I did a workshop with superstar spoken word artist Buddy Wakefield a while back and his main tip was not to write about anything that isn’t a lived experience of your own… no preaching… no commentary on subjects that don’t directly affect you.
I don’t know if that’s right, but I tried to weave in some personal anecdotes. I’m no battered wife, but I had a boyfriend once who ended up going to jail for abusing his next partner. Dodged a…
But as I stepped on stage in my pasty-skinned glory, I just didn’t feel it.
As I watched poet after poet take their place, all flailing arms and heaving chests, I wondered if I needed to take a drama class.
I felt like I was at an audition for NIDA and out. of. my. depth.
I went to the national finals two days later and got to enjoy it purely as a spectator.
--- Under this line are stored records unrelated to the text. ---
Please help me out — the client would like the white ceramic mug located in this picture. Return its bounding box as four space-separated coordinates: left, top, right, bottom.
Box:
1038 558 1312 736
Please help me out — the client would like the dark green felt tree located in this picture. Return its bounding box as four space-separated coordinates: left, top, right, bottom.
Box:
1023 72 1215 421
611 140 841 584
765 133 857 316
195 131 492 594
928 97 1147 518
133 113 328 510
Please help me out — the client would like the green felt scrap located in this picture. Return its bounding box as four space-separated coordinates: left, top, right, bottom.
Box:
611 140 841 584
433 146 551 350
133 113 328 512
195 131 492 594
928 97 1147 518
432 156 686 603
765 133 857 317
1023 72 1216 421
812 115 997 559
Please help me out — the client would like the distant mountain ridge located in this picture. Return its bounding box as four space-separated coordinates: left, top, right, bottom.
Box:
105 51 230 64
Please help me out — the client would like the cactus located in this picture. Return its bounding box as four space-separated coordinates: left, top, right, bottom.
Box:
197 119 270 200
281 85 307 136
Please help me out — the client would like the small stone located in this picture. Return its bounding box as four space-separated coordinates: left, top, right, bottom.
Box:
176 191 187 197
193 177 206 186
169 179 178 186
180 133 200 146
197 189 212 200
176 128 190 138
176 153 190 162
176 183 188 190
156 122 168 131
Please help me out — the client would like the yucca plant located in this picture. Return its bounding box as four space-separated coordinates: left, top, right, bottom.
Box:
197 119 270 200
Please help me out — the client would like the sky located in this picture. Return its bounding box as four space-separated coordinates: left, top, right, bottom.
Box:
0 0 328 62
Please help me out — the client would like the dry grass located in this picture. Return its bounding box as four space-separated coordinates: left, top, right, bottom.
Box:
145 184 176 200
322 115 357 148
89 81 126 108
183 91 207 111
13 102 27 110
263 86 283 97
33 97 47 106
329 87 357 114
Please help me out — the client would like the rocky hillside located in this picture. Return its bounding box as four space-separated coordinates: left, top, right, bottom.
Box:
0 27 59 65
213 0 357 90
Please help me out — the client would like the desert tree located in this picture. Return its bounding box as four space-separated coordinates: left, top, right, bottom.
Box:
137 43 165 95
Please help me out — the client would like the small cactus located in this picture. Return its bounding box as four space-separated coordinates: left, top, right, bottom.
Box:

Taking in the words. Listening, properly.
Everyone was superb.
But my three favourites didn’t make the top five.
It reignited my passion for this beautiful thing called spoken word.
And it reinforced there’s no right way to do it. A piece that tugs at the chest of one person can have the next screwing up their nose.
I think the moment we get all ‘shoulda, coulda, woulda,’ too competitive, too judgmental… that’s when slam poetry loses its appeal.
Maybe it shouldn’t even be a contest… although a slam is a damn clever way to fool masses of people into attending what’s essentially one big poetry reading.